Court upholds fine against governor's staff in records case

Public records: New, broader case before high court next week

bshannon@theolympian.comSeptember 14, 2012 

The state Court of Appeals has upheld a $2,175 fine against Gov. Chris Gregoire’s staff for illegally withholding a three-page briefing document that Olympia activist Arthur West requested in 2009.

Gregoire initially claimed the record was protected by “executive privilege” – a controversial legal position that is now under legal challenge by open-government advocates in a separate case being heard Thursday in the state Supreme Court.

In West’s case, a Thurston County judge had determined that the withheld memo to Gregoire would not have qualified for protection under a privilege claim. The unanimous appeals court ruling authored by Judge Joel Penoyar this week upheld a $25 per day fine against the governor’s office.

With costs and interest added, West was paid $2,652.96.

Much more is at stake in next week’s case brought by the Freedom Foundation based in Olympia. The libertarian-oriented think tank contends there is no implied right of privilege that could trump the disclosure demands of the Public Records Act, and its lawyers suggest Gregoire is inventing a privilege.

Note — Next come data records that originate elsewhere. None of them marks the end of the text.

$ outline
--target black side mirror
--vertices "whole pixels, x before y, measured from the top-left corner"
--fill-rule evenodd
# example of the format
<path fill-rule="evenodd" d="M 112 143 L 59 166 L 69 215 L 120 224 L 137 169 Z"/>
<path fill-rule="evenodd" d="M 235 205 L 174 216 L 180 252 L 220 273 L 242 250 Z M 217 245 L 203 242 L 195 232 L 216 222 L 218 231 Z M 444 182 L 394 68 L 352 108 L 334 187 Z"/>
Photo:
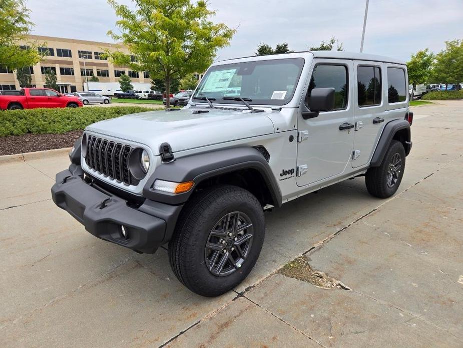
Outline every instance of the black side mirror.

“This new privilege significantly expands the governor’s ability to keep secrets from the public,” said Michael Reitz, former general counsel of the Freedom Foundation who worked with open-government lawyer Michele Earl-Hubbard on the case, which deals with a half-dozen records that were withheld or heavily edited before their release.

“We will argue that executive privilege is not found in the Public Records Act or spelled out in the constitution. In fact, in 120 years of statehood, not a single appellate court has recognized executive privilege for the governor of Washington,” Reitz added.

Court documents say other Washington governors – including Democrat Gary Locke – have asserted the privilege, and several other states recognize the right.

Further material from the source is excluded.